Undang-Undang Republik Indonesia Nomor 33 Tahun 2014 tentang Jaminan Produk Halal
Tujuan UU JPH:
-
Memberikan jaminan kepastian hukum atas kehalalan produk yang dikonsumsi dan digunakan masyarakat.
-
Melindungi konsumen Muslim dalam mengonsumsi dan menggunakan produk halal.
-
Meningkatkan nilai tambah bagi pelaku usaha dalam menghasilkan dan menjual produk halal.

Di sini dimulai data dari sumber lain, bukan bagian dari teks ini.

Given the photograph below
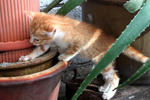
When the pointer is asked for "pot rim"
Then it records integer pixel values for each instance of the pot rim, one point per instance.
(50, 72)
(49, 55)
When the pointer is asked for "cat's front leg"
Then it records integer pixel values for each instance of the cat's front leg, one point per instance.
(70, 53)
(38, 51)
(111, 82)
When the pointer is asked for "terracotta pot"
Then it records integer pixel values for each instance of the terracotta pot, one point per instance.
(113, 18)
(38, 79)
(14, 32)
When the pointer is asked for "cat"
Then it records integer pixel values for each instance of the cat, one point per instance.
(73, 37)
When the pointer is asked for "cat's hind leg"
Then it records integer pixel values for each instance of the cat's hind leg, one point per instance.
(111, 82)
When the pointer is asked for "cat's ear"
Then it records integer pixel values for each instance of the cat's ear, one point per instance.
(50, 34)
(30, 14)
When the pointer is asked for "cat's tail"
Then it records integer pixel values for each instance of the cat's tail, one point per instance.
(135, 54)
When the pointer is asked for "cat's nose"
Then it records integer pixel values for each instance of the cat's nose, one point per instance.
(31, 40)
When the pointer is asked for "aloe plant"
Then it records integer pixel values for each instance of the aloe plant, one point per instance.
(137, 25)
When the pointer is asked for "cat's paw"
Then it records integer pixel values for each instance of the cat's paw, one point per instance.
(25, 58)
(64, 57)
(108, 95)
(108, 91)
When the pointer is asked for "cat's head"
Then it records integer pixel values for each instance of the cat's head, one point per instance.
(41, 30)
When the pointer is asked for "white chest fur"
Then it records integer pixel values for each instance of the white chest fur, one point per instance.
(58, 40)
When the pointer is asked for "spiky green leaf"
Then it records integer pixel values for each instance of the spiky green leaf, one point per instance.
(137, 75)
(139, 23)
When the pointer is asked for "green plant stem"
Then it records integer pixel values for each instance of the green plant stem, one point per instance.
(51, 5)
(140, 22)
(133, 5)
(68, 6)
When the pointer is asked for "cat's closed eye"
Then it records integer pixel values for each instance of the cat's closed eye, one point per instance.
(36, 40)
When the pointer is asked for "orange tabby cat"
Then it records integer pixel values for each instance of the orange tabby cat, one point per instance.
(72, 37)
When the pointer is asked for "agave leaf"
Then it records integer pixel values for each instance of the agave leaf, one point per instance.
(51, 5)
(68, 6)
(133, 5)
(137, 75)
(139, 23)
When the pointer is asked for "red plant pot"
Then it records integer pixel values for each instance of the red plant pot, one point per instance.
(14, 32)
(43, 85)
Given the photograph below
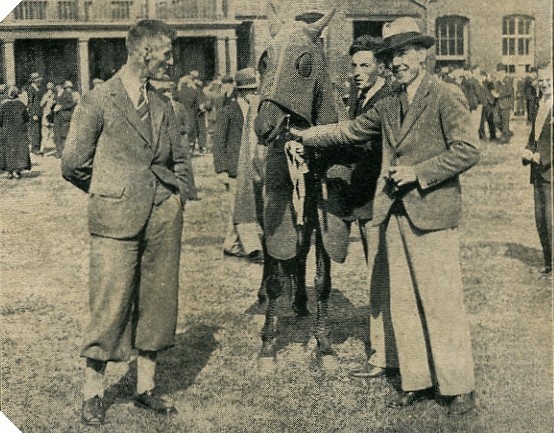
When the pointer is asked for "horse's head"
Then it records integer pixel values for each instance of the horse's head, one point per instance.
(294, 79)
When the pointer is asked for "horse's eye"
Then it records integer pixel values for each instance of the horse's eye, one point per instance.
(304, 65)
(263, 63)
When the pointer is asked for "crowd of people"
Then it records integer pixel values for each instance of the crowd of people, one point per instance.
(403, 193)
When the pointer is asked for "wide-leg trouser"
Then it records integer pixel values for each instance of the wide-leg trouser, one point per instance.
(133, 288)
(427, 308)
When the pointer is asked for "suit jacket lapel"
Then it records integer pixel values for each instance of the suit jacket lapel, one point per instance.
(123, 102)
(416, 108)
(156, 116)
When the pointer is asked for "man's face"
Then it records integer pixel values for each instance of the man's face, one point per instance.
(364, 69)
(159, 59)
(405, 63)
(545, 81)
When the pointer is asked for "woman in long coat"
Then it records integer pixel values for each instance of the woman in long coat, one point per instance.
(14, 141)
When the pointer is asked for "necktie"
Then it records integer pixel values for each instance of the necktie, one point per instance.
(403, 104)
(143, 107)
(360, 102)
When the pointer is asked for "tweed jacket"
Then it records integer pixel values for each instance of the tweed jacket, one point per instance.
(227, 138)
(113, 155)
(543, 146)
(435, 139)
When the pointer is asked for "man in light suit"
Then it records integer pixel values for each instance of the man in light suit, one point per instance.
(426, 144)
(538, 154)
(123, 149)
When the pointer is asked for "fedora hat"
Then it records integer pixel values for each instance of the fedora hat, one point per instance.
(246, 79)
(402, 32)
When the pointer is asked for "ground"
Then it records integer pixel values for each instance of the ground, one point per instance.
(212, 373)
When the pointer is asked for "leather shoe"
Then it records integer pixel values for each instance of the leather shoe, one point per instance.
(368, 371)
(148, 400)
(93, 411)
(408, 398)
(460, 404)
(256, 256)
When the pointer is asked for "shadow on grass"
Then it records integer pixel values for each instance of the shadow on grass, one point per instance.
(530, 256)
(177, 367)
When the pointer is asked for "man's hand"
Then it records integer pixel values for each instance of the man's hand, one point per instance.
(530, 157)
(402, 175)
(223, 177)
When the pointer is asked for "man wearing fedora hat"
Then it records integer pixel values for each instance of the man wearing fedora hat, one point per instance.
(232, 130)
(426, 145)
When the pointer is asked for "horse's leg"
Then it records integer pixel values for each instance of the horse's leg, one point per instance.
(273, 283)
(323, 290)
(298, 281)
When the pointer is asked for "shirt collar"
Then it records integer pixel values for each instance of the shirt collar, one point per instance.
(131, 83)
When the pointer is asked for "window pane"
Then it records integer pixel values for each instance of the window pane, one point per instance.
(521, 25)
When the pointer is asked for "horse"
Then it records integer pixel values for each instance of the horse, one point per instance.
(295, 91)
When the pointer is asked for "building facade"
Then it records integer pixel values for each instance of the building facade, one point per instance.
(84, 39)
(517, 33)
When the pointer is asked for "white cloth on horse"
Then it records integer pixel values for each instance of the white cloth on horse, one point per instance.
(297, 169)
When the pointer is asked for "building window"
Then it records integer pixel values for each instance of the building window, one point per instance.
(452, 35)
(518, 35)
(31, 10)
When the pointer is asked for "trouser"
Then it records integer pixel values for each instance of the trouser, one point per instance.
(427, 308)
(543, 217)
(244, 238)
(505, 123)
(133, 288)
(381, 335)
(487, 116)
(35, 135)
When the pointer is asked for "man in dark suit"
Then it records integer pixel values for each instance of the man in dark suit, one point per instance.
(351, 184)
(531, 92)
(123, 150)
(426, 145)
(504, 94)
(240, 239)
(538, 154)
(33, 93)
(488, 101)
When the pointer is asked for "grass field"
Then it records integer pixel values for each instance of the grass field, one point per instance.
(212, 373)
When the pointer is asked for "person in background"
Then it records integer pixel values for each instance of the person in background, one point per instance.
(14, 139)
(532, 94)
(488, 101)
(124, 150)
(241, 240)
(32, 95)
(504, 93)
(538, 154)
(181, 121)
(426, 145)
(47, 105)
(63, 112)
(97, 82)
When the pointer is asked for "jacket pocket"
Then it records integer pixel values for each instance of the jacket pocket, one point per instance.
(108, 191)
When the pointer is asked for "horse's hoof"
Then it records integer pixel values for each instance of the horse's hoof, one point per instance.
(329, 363)
(300, 311)
(267, 365)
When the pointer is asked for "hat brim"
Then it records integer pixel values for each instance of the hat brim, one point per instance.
(400, 41)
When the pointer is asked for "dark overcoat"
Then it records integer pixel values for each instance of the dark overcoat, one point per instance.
(14, 140)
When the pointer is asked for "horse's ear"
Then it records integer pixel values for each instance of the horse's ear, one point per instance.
(275, 23)
(315, 29)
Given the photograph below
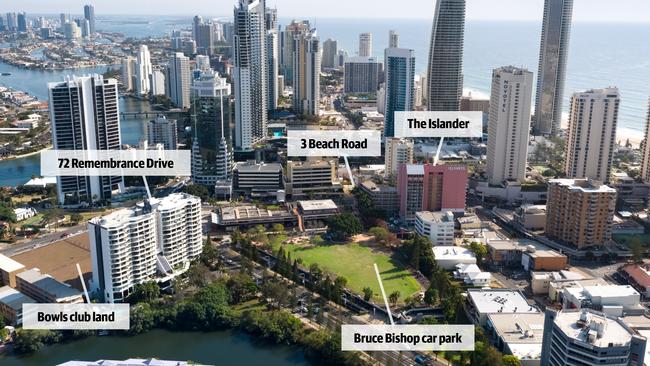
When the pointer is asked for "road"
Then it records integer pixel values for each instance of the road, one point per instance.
(43, 240)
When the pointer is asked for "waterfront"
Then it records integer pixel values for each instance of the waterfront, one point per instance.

Lingkup Produk yang Diatur:
-
Produk makanan dan minuman
-
Obat-obatan dan kosmetik
-
Produk kimiawi, biologi, rekayasa genetik
-
Barang gunaan yang digunakan, dipakai, atau dimanfaatkan oleh masyarakat
-
Jasa penyembelihan dan jasa lain terkait produk halal
Poin-Poin Penting dalam UU JPH:
1. Kewajiban Sertifikasi Halal
-
Setiap produk yang diedarkan di Indonesia dan diklaim halal, wajib bersertifikat halal.
-
Sertifikasi dilakukan oleh Badan Penyelenggara Jaminan Produk Halal (BPJPH) melalui proses pemeriksaan dan/atau pengujian oleh Lembaga Pemeriksa Halal (LPH) dan penetapan kehalalan oleh Majelis Ulama Indonesia (MUI).
2. Pelaku Usaha
-
Berkewajiban menjaga kehalalan bahan, proses produksi, dan distribusi.
-
Harus memiliki penyelia halal (internal) dan mengikuti sistem Jaminan Produk Halal (SJPH).
3. Label Halal
-
Produk bersertifikat halal wajib mencantumkan label halal yang diterbitkan oleh BPJPH.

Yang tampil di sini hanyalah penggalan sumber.